Server with complex JWTs that hold the criteria directly

const Bow = require("bow");

/*
 * middleware configuration:
 */

const createCriteriaFromListenerDetails = (listenerDetails) =>
  // criteria already available in the listener details,
  // prepared by createListenerDetailsFromToken(...) (see below):
  listenerDetails.criteria;

/*
 * inbound configuration:
 */

const createMessageFromRequestBody = (body) => ({
  name: body.name,
  payload: body,
  audience: body.audience
});

/*
 * outbound configuration:
 */

// shared with auth server that created the token:
const PRIVATE_KEY = "thisisatopsecretkey";

const createListenerDetailsFromToken = (token) => {
  const payload = jwt.decrypt(token, PRIVATE_KEY);
  return {
    id: payload.listenerId,
    // generated by the auth server,
    // say based on the same database as in the previous example:
    criteria: payload.criteria
  };
};

/*
 * create server:
 */

 const config = {
   port: 443,
   https: { ... },
   redis: { ... },
   inbound: {
     realm: "My blogging platform",
     username: "messagepusher",
     password: "thisisasecret"
   },
   outbound: {
     timeout: 5 // seconds
   }
 };

const bow = new Bow(config)
  .middleware({
    version: "v1.1",
    createCriteriaFromListenerDetails
  })
  .inbound({
    path: "/v1.2/messages",
    createMessageFromRequestBody,
    middlewareVersion: "v1.1"
  })
  .outbound({
    version: "v1.3",
    createListenerDetailsFromToken,
    middlewareVersion: "v1.1"
  });

bow.start().then(() => {
  console.log("Ready!");
});

Client

The following client applies to both servers above.

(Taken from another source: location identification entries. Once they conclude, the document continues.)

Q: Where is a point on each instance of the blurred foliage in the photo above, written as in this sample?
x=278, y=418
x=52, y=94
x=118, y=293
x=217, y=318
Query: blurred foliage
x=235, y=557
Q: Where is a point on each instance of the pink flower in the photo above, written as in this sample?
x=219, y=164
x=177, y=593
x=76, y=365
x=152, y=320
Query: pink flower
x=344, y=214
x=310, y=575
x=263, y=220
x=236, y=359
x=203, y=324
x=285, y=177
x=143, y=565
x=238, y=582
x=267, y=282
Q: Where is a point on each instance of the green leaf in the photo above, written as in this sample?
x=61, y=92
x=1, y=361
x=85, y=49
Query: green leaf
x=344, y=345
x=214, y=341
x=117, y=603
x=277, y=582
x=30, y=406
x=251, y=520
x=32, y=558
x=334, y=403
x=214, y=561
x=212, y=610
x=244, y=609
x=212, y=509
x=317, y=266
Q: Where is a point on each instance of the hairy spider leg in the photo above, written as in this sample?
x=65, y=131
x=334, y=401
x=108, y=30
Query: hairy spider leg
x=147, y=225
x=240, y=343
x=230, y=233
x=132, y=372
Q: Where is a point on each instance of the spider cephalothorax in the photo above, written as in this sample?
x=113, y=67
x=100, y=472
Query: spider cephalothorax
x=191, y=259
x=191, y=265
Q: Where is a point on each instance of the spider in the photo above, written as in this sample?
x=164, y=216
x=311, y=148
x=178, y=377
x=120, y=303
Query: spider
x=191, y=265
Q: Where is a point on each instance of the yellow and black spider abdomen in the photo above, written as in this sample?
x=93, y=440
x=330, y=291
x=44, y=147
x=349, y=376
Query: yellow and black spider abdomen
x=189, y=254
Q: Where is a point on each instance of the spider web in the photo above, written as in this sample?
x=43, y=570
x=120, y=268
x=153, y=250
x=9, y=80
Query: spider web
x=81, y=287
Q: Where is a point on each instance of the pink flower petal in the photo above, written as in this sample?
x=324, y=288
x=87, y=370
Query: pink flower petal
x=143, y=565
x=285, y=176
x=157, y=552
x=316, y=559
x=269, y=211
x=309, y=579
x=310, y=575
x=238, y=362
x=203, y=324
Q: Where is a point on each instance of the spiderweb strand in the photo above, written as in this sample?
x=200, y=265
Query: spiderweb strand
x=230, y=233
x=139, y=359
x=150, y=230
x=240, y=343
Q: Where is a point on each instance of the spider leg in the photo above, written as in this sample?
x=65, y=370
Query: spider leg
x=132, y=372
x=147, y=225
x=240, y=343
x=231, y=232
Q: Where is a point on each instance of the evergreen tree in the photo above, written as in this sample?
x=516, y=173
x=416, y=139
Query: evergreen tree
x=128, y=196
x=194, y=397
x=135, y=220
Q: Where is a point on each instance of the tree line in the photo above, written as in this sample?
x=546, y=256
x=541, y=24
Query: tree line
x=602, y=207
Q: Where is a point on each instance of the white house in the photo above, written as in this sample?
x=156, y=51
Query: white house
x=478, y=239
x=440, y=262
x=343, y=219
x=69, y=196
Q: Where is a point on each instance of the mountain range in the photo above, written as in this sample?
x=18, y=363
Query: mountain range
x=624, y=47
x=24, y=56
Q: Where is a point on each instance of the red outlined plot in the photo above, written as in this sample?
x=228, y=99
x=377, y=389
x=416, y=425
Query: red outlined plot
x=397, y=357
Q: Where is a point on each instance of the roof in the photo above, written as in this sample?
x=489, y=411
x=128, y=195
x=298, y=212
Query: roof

const io = require("socket.io-client");

const onError = (error) => console.error("Oops, something's gone wrong:", error);

const onNewArticle = (article) => {
  // ...
};

const socket = io(url, { query: { v: "v1.3" } })
  .on("NEW_ARTICLE", onNewArticle)
  .on("alert", onError)
  .on("error", onError)
  .on("connect", async () => {
    console.log("Connected!");
    const token = await AuthService.getToken();
    socket.emit("authenticate", token, () => {
      console.log("Authenticated!");
    });
  });

Push new message

The following push applies to both servers above.

POST /v1.2/messages

{
  "name": "NEW_ARTICLE",
  "title": "This article has just been created",
  "content": "The article content",
  "audience": [
    { "role": "admin" },
    { "role": "author", "blogId": 42 }
  ]
}

The following users will receive this message:

  • Admin 1: role is "admin";
  • Author 1: role is "author" and blogId is 42.

The following users will not receive this message:

  • Author 2: role is "author" but blogId is 418.